Le cose potrebbero cambiare grazie ai bambini, ai nostri figli. In un certo censo dovremmo acquisire la loro naturalezza rispetto a questo problema. Diversamente da noi, essi insieme agli stranieri vanno a scuola, insieme agli stranieri sanno che c’è gente diversa da loro e questo è un dato di fatto.

Così, fin dai primi anni della loro vita, imparano questa difficile arte di essere amici, sanno che sono destinati a essere colleghi di gente diversa per una infinitá di aspetti, ma  eguale per altri. (…) Si inizia ad apprendere l’arte di vivere felicemente in compagnia di persone diverse da noi e di ciò si può essere in parte felici, anche perché (…) nuovo è il futuro per tutti noi.[10]

Lasciare maturare l’esperienza, lo sguardo ed il pensiero di Korczak in un tempo diverso e nelle sfide del passaggio che ci è dato di vivere può essere non solo fecondo, ma necessario.

Non è sempre una cura facile cogliere all’interno di una trama intergenerazionale le domande sulle radici e sul futuro che si fanno le bambine e i bambini: già nelle reti familiari il gioco delle generazioni non solo è incontro di  differenze, ma si arricchisce (o si impoverisce), a volte improvvisamente, di nuovi nodi, di nuove relazioni, della necessità d’accoglienza e del richiamo a nuove capacità di prossimità. E viene scosso da lutti, da abbandoni, e sollecitato da legami imprevisti e nuovi.[11]

La convivenza delle generazioni

Le reti vitali in cui si trovano i nostri bambini e le nostre bambine, non sono quasi mai composte da meno di tre generazioni, per periodi non brevi  anche di quattro generazioni. Questa convivenza prolungata di quattro generazioni modifica il modo di vivere, di educare, di abitare, di crescere, di stare in relazione, di educarsi e di leggere sé in una trama di cure e di attenzioni responsabili.

In un gioco di affidamento e di affidabilità che ridisegna la logica tradizionale dei ruoli, e della forza. I bambini devono essere capaci molto presto di accudimento, gli adulti, gli anziani devono essere capaci molto spesso di affidarsi.

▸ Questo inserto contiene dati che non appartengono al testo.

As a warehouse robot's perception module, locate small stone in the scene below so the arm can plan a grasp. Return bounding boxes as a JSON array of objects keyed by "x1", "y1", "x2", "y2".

Pare di cogliere qui una delle sfide antropologiche delicatissime dentro la quale abita una specifica sfida educativa: quella dell’estrema vicinanza, del legame profondo dei destini, e delle generazioni affidate le une alle altre, nella vulnerabilitá. È sfida, certo, antica: oggi, però, la si vive su una soglia inedita e complessa.[12]

Crescere le piccole ed i piccoli come soggetti morali chiede di attivare la loro possibilità di diventare soggetti morali, specie verso i più deboli ed i vulnerabili. Sperimentando relazioni nelle quali il riconoscimento delle proprie forze e delle proprie debolezza, e del proprio bisogno degli altri non sia vissuto come una pericolosa esposizione all’esercizio della forza e all’iniziativa di altri.

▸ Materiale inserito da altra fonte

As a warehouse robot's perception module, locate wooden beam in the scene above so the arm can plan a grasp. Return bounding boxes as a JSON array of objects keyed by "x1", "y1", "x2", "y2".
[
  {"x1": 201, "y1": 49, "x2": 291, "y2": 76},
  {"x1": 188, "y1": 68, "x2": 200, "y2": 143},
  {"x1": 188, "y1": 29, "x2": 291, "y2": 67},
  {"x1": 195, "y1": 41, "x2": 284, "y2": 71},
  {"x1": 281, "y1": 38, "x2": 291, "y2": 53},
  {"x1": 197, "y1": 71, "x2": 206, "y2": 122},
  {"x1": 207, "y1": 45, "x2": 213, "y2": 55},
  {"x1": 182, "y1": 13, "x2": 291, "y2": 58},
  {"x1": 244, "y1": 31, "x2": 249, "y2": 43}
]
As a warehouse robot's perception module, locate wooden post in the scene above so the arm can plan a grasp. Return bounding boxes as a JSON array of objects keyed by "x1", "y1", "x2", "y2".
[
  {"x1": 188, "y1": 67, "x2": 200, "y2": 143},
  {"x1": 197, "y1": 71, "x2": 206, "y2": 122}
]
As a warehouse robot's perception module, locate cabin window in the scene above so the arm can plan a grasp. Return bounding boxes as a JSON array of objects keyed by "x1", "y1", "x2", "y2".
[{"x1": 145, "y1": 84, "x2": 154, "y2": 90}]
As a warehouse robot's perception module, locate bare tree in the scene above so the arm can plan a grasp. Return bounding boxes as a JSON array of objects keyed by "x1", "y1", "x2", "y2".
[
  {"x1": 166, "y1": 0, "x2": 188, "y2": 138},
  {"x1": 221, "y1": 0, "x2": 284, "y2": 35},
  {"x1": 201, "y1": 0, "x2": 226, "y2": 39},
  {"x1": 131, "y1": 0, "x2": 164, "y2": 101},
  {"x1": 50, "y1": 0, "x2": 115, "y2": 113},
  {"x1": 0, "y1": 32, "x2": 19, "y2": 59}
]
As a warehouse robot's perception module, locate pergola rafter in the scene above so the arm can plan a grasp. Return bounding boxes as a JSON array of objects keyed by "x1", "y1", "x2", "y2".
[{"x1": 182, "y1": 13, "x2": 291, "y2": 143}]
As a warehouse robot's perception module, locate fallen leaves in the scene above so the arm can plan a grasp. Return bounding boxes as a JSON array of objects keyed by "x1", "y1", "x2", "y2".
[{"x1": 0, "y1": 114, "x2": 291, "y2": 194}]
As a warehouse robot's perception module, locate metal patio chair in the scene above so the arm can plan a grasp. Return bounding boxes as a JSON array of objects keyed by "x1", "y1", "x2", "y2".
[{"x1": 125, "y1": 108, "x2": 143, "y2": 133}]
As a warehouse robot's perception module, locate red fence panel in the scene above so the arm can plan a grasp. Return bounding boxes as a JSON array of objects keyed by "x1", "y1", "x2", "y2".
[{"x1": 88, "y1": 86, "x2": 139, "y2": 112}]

La sfida educativa è seria: nelle società “avanzate” si sta rischiando che le generazioni si rappresentino via via in estraneità le une alle altre. In un conflitto di interessi, in un conflitto di diritti.

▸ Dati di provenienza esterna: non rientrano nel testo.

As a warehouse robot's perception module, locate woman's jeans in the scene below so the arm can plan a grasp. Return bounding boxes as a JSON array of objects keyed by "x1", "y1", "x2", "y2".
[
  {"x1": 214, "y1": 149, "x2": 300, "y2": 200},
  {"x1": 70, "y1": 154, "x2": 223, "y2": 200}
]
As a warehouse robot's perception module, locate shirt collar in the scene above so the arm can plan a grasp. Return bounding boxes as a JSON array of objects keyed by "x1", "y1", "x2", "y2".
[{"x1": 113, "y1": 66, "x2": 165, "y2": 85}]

Riusciremo a costruire il senso e, soprattutto, la pratica di una nuova alleanza tra le generazioni, senza restare invischiati in un gioco ambiguo di debiti, di riconoscenze, di risarcimenti, di meriti, di risentimenti? Riusciremo a non restare invischiati nel risucchio di rancori e paure per restare o entrare nella dimensione del ricevere, dell’esporsi, del morire un po’ nelle cose, negli esercizi pratici di prossimità? Per rendere abitabile la relazione fra noi?

 

[1] P. Perticari, “Prefazione”, in J. Korczak, Le regole della vita, cit, p 4.
[2] L. Giuliani, Korczak, l’umanesimo a misura di bambino, cit., p 20.
[3] D. Arkel, Etica dell’essenziale e oltrenero pedagogico, Ed Zeroseiup, Cittá di Castello, Perugia, 2021, pp 46-47.
[4] Ibidem, p 47.
[5] Ibidem, p 50.
[6] J. Kristeva, J. Vanier, Il loro sguardo buca le nostre ombre, Donzelli, Roma, 2011.
[7] A. Reginato, “Il nuovo é sempre in principio”, cit, p 23.
[8] I. Lizzola, Aver cura della vita. Dialoghi a scuola sul vivere e sul morire, Castelvecchi, Roma, 2021.
[9] R. Gay, Verso il futuro, Ed Sestante, Bergamo.
[10] Z. Bauman, “Immigrazione? Torniamo bambini”, in  Bambini, n 5/2011.
[11] I. Lizzola, Di generazione in generazione. L’esperienza educativa tra consegna e nuovo inizio, Franco Angeli, Milano 2009.
[12] G. Le Blanc, “Penser la fragilité”, in Esprit, 3-4, 2006.